A romance that could have used significant rethinking.

Childhood friends, almost-sweethearts, a misunderstanding, and a funeral.

Blair Lang and Declan Renshaw were best friends who went on one date before a disagreement and an accident sent them in different directions after high school. Now Blair is back from college to be with her great-aunt Lottie, who’s dying, and to support her single mother in small-town Seabrook, California. Finding a job at a coffee shop puts her in the path of her former boyfriend, since he turns out to be its owner. Can the two get past their mistakes?

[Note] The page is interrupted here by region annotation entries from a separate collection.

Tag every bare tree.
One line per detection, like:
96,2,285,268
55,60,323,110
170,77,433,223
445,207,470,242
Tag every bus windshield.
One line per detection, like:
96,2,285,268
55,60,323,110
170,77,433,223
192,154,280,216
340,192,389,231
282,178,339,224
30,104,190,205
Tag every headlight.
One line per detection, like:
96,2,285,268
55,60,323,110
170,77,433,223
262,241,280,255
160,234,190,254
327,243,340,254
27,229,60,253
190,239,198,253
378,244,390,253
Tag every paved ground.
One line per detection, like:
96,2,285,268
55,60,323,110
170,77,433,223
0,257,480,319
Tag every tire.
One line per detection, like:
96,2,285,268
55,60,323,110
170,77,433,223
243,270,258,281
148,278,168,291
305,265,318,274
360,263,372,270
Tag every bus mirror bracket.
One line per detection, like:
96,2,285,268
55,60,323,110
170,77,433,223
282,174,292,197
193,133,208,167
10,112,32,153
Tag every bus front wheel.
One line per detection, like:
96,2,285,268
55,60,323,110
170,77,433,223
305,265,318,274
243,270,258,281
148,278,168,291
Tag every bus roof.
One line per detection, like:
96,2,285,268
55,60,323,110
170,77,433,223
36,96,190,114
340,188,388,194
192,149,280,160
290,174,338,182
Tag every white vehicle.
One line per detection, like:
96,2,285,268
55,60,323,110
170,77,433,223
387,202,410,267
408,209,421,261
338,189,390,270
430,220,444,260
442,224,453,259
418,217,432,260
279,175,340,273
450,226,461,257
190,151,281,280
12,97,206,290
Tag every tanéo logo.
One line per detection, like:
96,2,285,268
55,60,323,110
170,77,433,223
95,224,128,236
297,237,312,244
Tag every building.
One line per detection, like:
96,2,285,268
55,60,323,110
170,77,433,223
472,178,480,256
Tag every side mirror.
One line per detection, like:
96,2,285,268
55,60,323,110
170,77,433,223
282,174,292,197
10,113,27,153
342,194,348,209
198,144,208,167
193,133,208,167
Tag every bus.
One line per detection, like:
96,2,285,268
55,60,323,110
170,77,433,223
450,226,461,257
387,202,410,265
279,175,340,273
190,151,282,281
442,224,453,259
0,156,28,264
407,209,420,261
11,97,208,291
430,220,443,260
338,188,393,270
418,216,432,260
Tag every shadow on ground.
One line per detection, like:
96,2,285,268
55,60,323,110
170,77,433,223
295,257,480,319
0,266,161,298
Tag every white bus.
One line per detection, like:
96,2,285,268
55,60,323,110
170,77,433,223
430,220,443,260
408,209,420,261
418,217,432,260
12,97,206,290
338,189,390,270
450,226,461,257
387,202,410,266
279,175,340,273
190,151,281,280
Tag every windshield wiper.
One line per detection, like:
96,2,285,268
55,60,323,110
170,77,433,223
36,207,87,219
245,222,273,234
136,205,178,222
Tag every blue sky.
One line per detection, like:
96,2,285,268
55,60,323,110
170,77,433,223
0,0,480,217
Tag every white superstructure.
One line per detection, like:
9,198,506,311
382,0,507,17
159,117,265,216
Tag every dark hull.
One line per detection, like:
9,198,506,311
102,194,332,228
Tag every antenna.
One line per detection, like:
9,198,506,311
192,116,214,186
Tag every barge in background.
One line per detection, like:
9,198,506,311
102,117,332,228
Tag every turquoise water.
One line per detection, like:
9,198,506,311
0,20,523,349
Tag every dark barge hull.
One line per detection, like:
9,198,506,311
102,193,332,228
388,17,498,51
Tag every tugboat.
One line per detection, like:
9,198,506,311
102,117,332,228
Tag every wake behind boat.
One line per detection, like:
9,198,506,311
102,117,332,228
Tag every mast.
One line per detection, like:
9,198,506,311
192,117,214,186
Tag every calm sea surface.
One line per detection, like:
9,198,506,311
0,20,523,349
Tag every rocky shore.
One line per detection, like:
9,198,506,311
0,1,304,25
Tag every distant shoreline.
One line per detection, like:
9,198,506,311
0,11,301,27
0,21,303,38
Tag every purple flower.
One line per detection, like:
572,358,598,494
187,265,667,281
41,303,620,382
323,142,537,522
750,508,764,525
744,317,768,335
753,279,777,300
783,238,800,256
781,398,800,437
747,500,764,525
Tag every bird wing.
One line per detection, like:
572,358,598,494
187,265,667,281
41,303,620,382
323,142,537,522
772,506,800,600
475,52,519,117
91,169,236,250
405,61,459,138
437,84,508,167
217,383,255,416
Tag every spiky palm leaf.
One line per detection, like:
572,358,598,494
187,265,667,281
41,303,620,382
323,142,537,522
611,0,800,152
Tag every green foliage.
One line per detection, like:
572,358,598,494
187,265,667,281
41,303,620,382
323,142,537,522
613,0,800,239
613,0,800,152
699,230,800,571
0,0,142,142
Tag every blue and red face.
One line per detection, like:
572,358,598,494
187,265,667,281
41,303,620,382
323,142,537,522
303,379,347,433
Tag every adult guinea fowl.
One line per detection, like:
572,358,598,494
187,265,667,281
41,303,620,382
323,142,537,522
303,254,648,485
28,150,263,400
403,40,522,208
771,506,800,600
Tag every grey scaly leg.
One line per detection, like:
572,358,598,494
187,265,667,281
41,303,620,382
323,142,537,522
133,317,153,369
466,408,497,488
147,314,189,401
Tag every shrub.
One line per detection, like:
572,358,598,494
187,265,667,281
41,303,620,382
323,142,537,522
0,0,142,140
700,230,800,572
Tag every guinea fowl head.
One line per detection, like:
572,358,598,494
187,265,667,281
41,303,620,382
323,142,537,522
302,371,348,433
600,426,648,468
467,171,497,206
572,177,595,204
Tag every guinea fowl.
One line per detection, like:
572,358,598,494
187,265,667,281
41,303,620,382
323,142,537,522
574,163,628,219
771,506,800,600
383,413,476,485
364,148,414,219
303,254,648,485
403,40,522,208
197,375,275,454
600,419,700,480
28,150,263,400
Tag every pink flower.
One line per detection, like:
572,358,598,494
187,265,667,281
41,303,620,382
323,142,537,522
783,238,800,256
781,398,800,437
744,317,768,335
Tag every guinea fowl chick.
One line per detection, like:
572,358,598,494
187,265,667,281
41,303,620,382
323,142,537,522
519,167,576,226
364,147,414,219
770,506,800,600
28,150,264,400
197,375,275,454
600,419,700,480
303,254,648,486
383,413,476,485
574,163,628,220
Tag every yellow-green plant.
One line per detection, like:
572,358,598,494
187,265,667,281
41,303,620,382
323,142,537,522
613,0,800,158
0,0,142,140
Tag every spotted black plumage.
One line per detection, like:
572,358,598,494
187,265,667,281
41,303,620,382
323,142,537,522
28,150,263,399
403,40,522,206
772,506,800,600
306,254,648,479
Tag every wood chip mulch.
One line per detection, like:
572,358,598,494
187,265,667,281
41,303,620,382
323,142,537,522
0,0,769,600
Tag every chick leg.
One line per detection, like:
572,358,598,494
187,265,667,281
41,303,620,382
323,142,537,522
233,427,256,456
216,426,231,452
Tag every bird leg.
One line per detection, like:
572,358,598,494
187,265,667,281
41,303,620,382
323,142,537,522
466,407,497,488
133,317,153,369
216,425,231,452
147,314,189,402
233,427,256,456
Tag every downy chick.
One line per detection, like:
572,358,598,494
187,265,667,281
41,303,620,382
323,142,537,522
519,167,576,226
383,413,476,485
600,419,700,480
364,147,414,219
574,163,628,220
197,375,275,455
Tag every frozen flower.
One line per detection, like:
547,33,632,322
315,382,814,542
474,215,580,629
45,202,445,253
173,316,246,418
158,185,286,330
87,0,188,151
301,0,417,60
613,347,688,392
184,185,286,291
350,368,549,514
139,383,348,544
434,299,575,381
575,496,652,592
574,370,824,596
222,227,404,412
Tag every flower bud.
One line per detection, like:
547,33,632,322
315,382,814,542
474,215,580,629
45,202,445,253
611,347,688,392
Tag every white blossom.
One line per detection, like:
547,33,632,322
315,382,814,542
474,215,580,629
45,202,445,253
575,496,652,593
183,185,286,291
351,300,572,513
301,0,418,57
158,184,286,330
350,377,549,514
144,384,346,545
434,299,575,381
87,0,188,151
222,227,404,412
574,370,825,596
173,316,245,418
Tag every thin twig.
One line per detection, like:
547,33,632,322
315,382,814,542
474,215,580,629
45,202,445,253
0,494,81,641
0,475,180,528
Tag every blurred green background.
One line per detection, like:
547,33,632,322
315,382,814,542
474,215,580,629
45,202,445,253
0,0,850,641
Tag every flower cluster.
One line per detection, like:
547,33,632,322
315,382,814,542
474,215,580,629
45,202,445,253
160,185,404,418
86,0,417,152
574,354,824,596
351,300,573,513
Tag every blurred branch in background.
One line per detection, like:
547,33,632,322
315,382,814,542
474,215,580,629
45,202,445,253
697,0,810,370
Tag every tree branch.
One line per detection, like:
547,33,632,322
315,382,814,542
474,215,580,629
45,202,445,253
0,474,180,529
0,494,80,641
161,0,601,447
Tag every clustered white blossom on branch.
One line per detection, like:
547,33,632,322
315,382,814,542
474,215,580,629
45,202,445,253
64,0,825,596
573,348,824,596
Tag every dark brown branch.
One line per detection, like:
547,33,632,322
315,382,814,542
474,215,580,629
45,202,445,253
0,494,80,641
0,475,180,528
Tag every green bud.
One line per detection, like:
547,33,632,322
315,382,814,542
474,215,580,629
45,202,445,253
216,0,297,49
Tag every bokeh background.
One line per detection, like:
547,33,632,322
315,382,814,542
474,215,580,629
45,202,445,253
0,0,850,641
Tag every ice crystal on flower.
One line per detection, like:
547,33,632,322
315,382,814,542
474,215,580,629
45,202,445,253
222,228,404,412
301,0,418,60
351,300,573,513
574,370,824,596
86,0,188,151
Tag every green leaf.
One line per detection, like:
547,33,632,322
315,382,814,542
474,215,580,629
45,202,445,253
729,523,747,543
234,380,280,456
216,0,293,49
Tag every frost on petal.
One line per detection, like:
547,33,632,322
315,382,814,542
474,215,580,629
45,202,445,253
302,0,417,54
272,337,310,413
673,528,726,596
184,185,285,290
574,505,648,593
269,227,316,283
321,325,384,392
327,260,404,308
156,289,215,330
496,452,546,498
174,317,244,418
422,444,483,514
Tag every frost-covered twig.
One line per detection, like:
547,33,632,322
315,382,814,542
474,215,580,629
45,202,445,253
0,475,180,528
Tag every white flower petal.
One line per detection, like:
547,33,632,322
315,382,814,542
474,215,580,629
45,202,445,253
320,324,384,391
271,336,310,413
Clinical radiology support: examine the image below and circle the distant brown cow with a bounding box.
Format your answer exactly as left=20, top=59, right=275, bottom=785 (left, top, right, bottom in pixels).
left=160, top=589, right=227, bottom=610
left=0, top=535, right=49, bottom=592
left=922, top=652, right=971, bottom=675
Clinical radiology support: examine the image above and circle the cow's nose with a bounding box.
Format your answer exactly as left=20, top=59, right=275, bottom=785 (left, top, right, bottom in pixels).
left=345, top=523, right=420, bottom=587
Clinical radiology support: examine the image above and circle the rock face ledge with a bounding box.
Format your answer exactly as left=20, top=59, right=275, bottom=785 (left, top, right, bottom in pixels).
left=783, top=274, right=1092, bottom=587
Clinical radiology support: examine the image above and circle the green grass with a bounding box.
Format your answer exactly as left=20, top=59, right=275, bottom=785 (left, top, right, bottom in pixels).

The novel uses the popular second-chance romance trope, but Pham fails to energize it through interesting characters. Blair’s grief over her great-aunt’s death and her plan to help her mother are overshadowed by internal monologues about her feelings, the way her friends aren’t paying attention to her, and the novel she plans to write. Declan’s distinguishing characteristic, besides being a former high school quarterback, is his skill at building birdhouses. Unsurprisingly, the couple doesn’t have much chemistry; when they embrace, their “bodies meld like…memory foam.” The wooden characters, unusual word choices (“conglomerate of pedestrians,” “litany of plants”), and odd turns of phrase (“tension melting from his eyebrows like butter melting in a warm pan”) are almost enough to obscure the lack of plot development. What passes for stakes is easily defused when Blair comes into an inheritance that saves her from working as a consultant at Ernst & Young in New York—so she can write a romance novel.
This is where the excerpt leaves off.